Rusi Surti still gave that 1967-68 tour, Down Under, all he had, his scores in the five Tests contributing meaningfully to any show Tiger Pataudi's India put up. This southpaw's scores then: 70 & 53 in the Adelaide Test; 30 & 43 in the Melbourne Test; 52 & 64 in the Brisbane Test; 29 & 26 in the Sydney Test. No wonder Rusi Surti, from hereon, chose to be a fire-fighter in his career as, still feeling neglected, he opted to settle down in Australia. Indeed, in terms of consistency, Rusi Surti has yet to be rivalled by any Indian left-handed bat in Australia. All those runs in five Tests, never forget, while performing, side by side, meaningfully with the ball and, of course, being stand-out in the field.

Rusi Surti was not exactly a specialist left-handed bat. As for the rest of the Indian left-handers touring Australia, they turn out to be but part-time batsmen! Thus do we have Karsan Ghavri, during the 1977-78 tour of the Packer-ravaged Australia, coming up (in the three matches he played under Bishan Singh Bedi) with 6 & 6 in the Melbourne Test; with (at No. 8) the Jack Fingleton-acclaimed 64 in the Sydney Test; plus 3 & 23 in the Adelaide Test. Karsan Ghavri returned to Australia in 1980-81, under Sunil Gavaskar, for southpaw scores of 7 & 21 in the Sydney Test; 3 & 7 not out in the Adelaide Test; 0 & 11 not out in the Melbourne Test. Maybe Karsan Ghavri never could rate as a specialist left-hand bat. But, when he did get going, Karsan Ghavri looked as good as Ajit Wadekar in the middle! That is why I detail his Test scores in Australia at a time when there was a woeful paucity of quality left-handed bats in India.
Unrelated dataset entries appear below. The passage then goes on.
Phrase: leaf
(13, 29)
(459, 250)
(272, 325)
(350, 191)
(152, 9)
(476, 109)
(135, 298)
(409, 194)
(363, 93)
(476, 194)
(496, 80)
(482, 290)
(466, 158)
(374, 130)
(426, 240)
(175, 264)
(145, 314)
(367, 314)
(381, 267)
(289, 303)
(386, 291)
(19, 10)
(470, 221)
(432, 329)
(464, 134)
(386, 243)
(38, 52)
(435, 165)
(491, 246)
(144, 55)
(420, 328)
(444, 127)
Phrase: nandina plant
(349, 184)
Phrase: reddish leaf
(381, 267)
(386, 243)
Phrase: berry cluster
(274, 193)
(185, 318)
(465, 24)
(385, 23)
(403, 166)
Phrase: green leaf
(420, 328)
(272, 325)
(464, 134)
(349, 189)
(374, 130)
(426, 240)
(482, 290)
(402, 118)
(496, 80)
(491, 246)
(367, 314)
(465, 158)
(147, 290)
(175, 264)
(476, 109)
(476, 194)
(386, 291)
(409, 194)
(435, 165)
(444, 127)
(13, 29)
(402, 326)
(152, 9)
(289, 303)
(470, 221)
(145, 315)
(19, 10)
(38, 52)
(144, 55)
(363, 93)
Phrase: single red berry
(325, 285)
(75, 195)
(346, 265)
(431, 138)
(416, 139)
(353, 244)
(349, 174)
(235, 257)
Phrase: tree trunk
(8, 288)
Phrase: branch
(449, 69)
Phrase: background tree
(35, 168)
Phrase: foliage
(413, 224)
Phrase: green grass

Believe it or not, there was not one left-handed bat on view, in the Indian team taking the field, through a total of 8 Tests during the 1985-86 and 1992-93 tours of Australia! So that we have to turn to our very first visit to Australia to zero in on a couple of specialist left-handed batsmen. Partisans in Bombay then considered Khandu Rangnekar to be Gul Mohammad's left-handed batting equal in every respect.

At cover point, Khandu was certainly on a Gul par. Gul Mohammad was certainly the more lively bowler with the new ball, where Khandu Rangnekar merely opened the attack (for Bombay Customs) with his gentle medium.

As a specialist left-handed batsman in Australia, however, Khandu Rangnekar was an even greater flop than was Gul Mohammad. Khandu Rangnekar here played but three Tests compared to Gul Mohammad's five. What a stroke-maker like him was doing, batting at Nos. 8, 9 & 10, only skipper Lala Amarnath could have explained. Predictably, therefore, Khandu Rangnekar disappointed with 1 & 0 in the Brisbane Test; 6 & 18 in the Melbourne Test; 8 & 0 in the Adelaide Test.

So there you are, Sourav Ganguly belongs to a rather rare native breed, in Australia, as far as Indian Test left-handers go. Sourav's breeding was manifest in the aura he brought to orchestrating that 144 in the Brisbane Test.

If only Sourav could bat in the same Brisbane idiom for the most part now, he would be leaving his Hero Honda mark, in Australia, as indubitably India's topmost left-handed batsman to tour Down Under.